When you are dealing with data, there is sometimes a need to exclude certain values.
If you were finding the average height of people in a reception class one day, you wouldn't include the teacher, as that would distort the data.
In maths, these are called outliers and there are two places you could meet them.
It is quite easy to spot outliers in a scatter graph, they're just the ones that don't fit into the pattern:
We can see that for these two scatter graphs, the points that are circled don't fit into the pattern of the rest - these would be outliers.
This is a bit more mathematical. There are other activities on how to find the interquartile range (IQR) and median of a distribution, so if you're not too sure about these, it would be a good idea to have a look at one of those before tackling these questions.

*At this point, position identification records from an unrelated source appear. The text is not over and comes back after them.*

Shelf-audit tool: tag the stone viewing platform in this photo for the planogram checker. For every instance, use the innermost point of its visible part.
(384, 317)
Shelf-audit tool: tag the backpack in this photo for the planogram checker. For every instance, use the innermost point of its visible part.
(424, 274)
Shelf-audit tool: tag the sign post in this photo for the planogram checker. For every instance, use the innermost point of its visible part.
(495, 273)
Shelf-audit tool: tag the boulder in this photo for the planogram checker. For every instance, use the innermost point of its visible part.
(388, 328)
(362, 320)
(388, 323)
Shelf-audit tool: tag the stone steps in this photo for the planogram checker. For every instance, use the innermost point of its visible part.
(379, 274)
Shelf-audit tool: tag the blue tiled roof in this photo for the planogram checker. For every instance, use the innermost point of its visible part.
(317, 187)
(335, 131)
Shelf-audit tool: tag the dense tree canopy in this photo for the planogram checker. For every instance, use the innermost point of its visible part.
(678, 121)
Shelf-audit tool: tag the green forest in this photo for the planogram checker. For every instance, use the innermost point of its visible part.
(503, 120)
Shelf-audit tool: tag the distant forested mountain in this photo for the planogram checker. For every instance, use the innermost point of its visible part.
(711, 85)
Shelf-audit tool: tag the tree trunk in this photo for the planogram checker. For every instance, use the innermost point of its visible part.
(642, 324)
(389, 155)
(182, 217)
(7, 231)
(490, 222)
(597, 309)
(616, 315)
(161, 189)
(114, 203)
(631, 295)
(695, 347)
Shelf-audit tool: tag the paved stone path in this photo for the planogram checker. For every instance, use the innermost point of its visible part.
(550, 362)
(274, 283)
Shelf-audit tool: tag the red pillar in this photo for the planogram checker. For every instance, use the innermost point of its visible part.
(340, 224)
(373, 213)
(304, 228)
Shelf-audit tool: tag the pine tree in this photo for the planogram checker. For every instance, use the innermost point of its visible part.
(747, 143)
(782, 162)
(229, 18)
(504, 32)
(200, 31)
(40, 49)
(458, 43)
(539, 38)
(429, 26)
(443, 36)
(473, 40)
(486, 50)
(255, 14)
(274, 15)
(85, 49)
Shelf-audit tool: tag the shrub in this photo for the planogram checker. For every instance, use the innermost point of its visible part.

Outliers are defined as being:
Greater than the upper quartile (UQ) + 1.5 x IQR
Less than the lower quartile ( LQ) - 1.5 x IQR
A data set has a lower quartile of 20 and an upper quartile of 28.
Find the limits for the outliers.
Step 1: Find the IQR
IQR = UQ - LQ = 28 - 20 = 8
Step 2: Find 1.5 x IQR
1.5 x IQR = 1.5 x 8 = 12
Step 3: Find the limits for the outliers
UQ + 1.5 x IQR = 28 + 12 = 40
LQ - 1.5 x IQR = 20 - 12 = 8
This means that any numbers below 8 or above 40 in the distribution are outliers.